Entgegen seiner Ankündigung bleibt Mutlu Sürücü in der Türkei. Die Bundesrepublik will einen internationalen Haftbefehl.

Von Sabine Beikler

Diese Bluttat erregte bundesweites Aufsehen: der Mord an Hatun Sürücü am 7. Februar 2005 wegen ihres westlichen Lebensstils. Im April 2006 wurde ihr jüngster Bruder Ayhan wegen Mordes zu einer Gefängnisstrafe von neun Jahren und drei Monaten verurteilt. Die mitangeklagten Brüder Mutlu und Alpaslan wurden freigesprochen. Dagegen legte die Berliner Staatsanwalt Revision ein. Als der Bundesgerichtshof (BGH) in Leipzig die Freisprüche der Sürücü-Brüder Mutlu und Alpaslan aufhob, sagte Heinz Möller, Anwalt von Mutlu Sürücü, sein Mandant wolle bei einer erneuten Verhandlung freiwillig vor Gericht erscheinen. Das war im August 2007. Doch daraus wird nichts: „Mutlu Sürücü kommt nicht zur Verhandlung“, sagte Möller dem Tagesspiegel (siehe Interview). Trotz des Freispruchs gelte Mutlu Sürücü in der Öffentlichkeit als „verurteilt“. Mutlu Sürücü hat die deutsche Staatsbürgerschaft und hält sich zurzeit in der Türkei auf.

Nach der BGH-Entscheidung muss der Mord an Hatun Sürücü neu verhandelt werden. Ayhan Sürücü ist rechtskräftig verurteilt: Er hat seine Schwester auf offener Straße mit drei Kopfschüssen ermordet. Eine Kronzeugin sagte damals im Prozess vor dem Landgericht aus, ihr damaliger Freund Ayhan habe ihr anvertraut, dass Mutlu Sürücü die Waffe besorgt habe. Sein Bruder Alpaslan soll bei der Tat Schmiere gestanden haben. Diese Aussagen hatte Ayhan Sürücü zwar bestätigt. Doch bestritt er, die Wahrheit gesagt zu haben. Er habe der Kronzeugin diese Version nur erzählt, um sie zu beruhigen. Der BGH nannte diese Aussage „wenig plausibel“.

Noch gibt es zwar keinen Termin für eine neue Verhandlung. Nach Tagesspiegel-Informationen sollen bereits Haftbefehle gegen die Brüder Mutlu und Alpaslan beantragt worden sein. Ob der Ermittlungsrichter den Anträgen stattgegeben hat, ist nicht bekannt. Mit Verweis auf das laufende Verfahren geben Staatsanwaltschaft und Landgericht keine Auskünfte.

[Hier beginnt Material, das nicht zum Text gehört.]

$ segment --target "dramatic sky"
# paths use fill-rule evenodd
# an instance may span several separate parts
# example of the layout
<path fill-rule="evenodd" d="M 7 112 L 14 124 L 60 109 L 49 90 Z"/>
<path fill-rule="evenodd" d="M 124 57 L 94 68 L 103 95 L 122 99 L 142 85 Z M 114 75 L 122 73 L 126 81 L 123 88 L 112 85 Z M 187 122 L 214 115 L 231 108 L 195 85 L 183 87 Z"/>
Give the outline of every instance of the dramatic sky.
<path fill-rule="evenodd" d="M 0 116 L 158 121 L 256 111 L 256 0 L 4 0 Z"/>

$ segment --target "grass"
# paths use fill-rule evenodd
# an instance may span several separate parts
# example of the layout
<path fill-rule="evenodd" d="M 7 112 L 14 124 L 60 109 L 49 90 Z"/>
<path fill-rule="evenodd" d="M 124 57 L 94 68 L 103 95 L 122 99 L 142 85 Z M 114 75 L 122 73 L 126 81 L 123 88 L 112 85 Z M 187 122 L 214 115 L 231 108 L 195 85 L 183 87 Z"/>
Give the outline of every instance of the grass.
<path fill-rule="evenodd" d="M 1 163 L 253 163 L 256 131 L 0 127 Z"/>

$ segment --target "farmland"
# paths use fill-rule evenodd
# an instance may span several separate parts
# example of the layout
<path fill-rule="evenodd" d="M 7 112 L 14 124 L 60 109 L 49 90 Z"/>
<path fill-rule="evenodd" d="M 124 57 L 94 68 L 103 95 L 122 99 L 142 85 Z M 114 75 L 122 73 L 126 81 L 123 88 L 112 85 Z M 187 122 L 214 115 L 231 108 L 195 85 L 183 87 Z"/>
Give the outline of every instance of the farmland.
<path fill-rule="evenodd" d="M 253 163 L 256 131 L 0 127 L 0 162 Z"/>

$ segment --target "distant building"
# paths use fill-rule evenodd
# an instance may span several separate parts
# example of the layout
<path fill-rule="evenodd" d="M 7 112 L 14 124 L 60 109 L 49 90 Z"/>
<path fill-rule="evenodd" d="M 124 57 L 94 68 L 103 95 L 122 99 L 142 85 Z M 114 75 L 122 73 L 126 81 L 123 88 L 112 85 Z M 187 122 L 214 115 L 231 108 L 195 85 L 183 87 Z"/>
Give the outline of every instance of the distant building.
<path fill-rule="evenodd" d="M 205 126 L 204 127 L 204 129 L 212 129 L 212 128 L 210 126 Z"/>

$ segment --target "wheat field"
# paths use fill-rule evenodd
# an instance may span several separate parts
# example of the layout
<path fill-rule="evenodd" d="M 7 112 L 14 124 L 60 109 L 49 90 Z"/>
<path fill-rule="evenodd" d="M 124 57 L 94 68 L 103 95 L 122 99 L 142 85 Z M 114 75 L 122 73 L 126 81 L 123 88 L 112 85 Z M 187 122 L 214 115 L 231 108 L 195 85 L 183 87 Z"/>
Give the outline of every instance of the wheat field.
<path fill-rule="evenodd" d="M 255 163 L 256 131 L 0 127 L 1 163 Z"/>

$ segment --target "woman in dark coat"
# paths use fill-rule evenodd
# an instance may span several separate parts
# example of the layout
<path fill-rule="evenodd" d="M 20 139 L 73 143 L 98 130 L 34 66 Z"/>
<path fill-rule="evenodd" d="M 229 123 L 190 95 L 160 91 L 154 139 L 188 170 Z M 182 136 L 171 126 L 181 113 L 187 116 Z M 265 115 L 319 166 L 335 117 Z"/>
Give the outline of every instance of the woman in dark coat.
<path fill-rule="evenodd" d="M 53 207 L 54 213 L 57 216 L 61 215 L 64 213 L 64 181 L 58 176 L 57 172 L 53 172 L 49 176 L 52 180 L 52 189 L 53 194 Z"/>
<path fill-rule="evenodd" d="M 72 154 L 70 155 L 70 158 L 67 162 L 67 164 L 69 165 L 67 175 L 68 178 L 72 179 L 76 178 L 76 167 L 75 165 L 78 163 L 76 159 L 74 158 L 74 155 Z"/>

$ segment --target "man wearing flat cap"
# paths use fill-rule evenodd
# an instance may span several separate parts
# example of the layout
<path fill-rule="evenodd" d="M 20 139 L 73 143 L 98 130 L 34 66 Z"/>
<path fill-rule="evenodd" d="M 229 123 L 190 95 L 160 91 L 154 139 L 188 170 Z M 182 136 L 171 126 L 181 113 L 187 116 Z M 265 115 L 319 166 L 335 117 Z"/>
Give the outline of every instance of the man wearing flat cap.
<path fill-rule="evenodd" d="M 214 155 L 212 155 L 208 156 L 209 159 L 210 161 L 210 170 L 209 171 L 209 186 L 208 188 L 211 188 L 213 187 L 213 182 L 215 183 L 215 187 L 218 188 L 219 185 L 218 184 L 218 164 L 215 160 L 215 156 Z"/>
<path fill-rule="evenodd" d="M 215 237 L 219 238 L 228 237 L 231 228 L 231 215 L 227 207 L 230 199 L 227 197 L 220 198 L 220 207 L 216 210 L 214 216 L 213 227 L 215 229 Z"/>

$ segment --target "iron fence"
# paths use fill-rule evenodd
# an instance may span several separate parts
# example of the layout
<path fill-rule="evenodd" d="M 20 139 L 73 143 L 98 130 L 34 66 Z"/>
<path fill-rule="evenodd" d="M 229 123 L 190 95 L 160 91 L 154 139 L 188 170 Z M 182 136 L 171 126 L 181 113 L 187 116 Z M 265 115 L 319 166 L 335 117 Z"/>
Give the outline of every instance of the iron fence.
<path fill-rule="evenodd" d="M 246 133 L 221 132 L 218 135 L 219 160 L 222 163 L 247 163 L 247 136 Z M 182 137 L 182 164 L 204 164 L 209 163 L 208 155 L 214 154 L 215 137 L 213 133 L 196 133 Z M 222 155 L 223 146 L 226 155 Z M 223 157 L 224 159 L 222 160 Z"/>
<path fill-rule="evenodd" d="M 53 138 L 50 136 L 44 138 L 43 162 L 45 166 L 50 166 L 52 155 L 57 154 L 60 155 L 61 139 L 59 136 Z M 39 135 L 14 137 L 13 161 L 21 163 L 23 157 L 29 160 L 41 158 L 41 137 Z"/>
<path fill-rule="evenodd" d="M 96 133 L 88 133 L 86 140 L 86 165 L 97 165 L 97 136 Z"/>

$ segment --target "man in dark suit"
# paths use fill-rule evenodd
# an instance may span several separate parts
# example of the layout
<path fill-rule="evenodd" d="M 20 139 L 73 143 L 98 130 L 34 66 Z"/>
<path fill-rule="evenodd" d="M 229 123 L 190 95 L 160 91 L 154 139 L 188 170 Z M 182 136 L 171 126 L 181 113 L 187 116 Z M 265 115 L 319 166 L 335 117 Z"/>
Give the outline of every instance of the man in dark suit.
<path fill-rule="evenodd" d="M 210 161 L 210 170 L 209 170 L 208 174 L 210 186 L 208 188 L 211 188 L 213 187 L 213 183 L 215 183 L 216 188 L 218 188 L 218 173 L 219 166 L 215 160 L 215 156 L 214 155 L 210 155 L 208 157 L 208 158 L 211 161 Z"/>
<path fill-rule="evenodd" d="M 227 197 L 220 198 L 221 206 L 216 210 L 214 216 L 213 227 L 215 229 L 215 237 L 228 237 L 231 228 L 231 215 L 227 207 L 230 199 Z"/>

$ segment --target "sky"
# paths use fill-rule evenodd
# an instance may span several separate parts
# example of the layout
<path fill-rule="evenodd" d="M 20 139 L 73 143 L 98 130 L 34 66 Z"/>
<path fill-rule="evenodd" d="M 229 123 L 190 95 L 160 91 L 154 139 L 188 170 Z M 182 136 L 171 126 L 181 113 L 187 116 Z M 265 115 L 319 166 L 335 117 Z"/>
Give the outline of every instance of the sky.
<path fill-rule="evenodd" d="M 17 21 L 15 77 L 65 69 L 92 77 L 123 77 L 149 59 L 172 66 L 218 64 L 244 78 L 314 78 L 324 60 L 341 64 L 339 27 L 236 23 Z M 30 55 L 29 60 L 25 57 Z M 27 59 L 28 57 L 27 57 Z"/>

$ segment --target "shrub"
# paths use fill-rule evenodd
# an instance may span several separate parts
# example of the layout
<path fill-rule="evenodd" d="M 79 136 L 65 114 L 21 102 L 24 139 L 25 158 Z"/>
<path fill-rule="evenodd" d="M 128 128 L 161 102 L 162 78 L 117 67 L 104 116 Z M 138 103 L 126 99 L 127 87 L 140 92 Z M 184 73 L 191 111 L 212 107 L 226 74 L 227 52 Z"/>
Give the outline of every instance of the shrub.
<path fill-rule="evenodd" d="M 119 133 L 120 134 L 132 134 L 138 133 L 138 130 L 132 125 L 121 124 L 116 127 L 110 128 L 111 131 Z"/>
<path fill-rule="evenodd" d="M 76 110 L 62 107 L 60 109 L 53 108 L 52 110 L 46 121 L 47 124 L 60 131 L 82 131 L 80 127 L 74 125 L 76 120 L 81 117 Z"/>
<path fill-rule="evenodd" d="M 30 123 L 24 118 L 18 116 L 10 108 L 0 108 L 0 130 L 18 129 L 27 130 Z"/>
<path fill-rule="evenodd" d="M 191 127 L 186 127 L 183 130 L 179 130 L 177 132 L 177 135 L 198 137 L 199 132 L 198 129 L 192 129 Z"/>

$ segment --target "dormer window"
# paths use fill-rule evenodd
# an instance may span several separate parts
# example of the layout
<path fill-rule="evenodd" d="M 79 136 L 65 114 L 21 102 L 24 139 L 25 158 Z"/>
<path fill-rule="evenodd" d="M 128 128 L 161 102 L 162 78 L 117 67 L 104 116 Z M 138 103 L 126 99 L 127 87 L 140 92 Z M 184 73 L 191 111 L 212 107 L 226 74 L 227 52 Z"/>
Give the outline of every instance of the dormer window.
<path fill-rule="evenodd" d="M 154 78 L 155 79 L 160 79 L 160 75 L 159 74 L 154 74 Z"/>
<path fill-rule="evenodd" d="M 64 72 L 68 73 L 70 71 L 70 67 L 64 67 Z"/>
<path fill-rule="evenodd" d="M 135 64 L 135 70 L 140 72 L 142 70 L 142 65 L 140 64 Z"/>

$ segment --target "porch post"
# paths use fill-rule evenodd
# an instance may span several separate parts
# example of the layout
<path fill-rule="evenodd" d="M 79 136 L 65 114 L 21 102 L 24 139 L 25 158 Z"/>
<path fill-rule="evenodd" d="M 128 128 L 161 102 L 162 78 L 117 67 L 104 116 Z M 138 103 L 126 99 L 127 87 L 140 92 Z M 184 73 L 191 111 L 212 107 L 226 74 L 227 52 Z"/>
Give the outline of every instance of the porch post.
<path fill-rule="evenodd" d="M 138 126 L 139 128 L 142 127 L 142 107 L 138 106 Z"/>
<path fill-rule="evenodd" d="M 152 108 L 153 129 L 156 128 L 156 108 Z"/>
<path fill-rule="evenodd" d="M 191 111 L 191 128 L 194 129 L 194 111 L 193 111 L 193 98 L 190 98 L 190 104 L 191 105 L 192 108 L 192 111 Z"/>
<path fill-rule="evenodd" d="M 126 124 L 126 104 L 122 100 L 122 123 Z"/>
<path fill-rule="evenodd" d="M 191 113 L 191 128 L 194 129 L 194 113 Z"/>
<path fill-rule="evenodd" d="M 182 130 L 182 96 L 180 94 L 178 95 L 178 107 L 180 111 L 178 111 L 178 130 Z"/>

Während Mutlu Sürücü Deutscher ist, hat Alpaslan Sürücü die türkische Staatsbürgerschaft. Das ist für das weitere Verfahren relevant: Die Behörden werden vermutlich beide Haftbefehle international zur Fahndung ausschreiben. Im Fall von Mutlu Sürücü können die deutschen Behörden die Türkei um Auslieferung ersuchen. Beide Staaten haben das EU-Auslieferungsabkommen ratifiziert. In der Regel werden deutsche Staatsbürger ausgeliefert. „Wir gehen davon aus, dass in diesem Fall ausgeliefert wird“, heißt es aus Justizkreisen auf Bundesebene.

Bei Alpaslan Sürücü liegt eine andere Situation vor. Die Auslieferung kann ohne nähere Angaben abgelehnt werden. Allerdings kann er von türkischen Behörden befragt werden – und auch in der Türkei eine mögliche Strafe verbüßen. Kurz vor der BGH-Entscheidung wollte Alpaslan Sürücü nach Deutschland einreisen: Die Ausländerbehörde verweigerte ihm jedoch die Einreise, da seine Aufenthaltserlaubnis erloschen war. Er hatte sich länger als sechs Monate im Ausland aufgehalten. Ob er sich jetzt freiwillig bei den Behörden meldet, ist sehr unwahrscheinlich. „Er muss seine Entscheidung treffen“, sagte sein Anwalt Matthias Kock.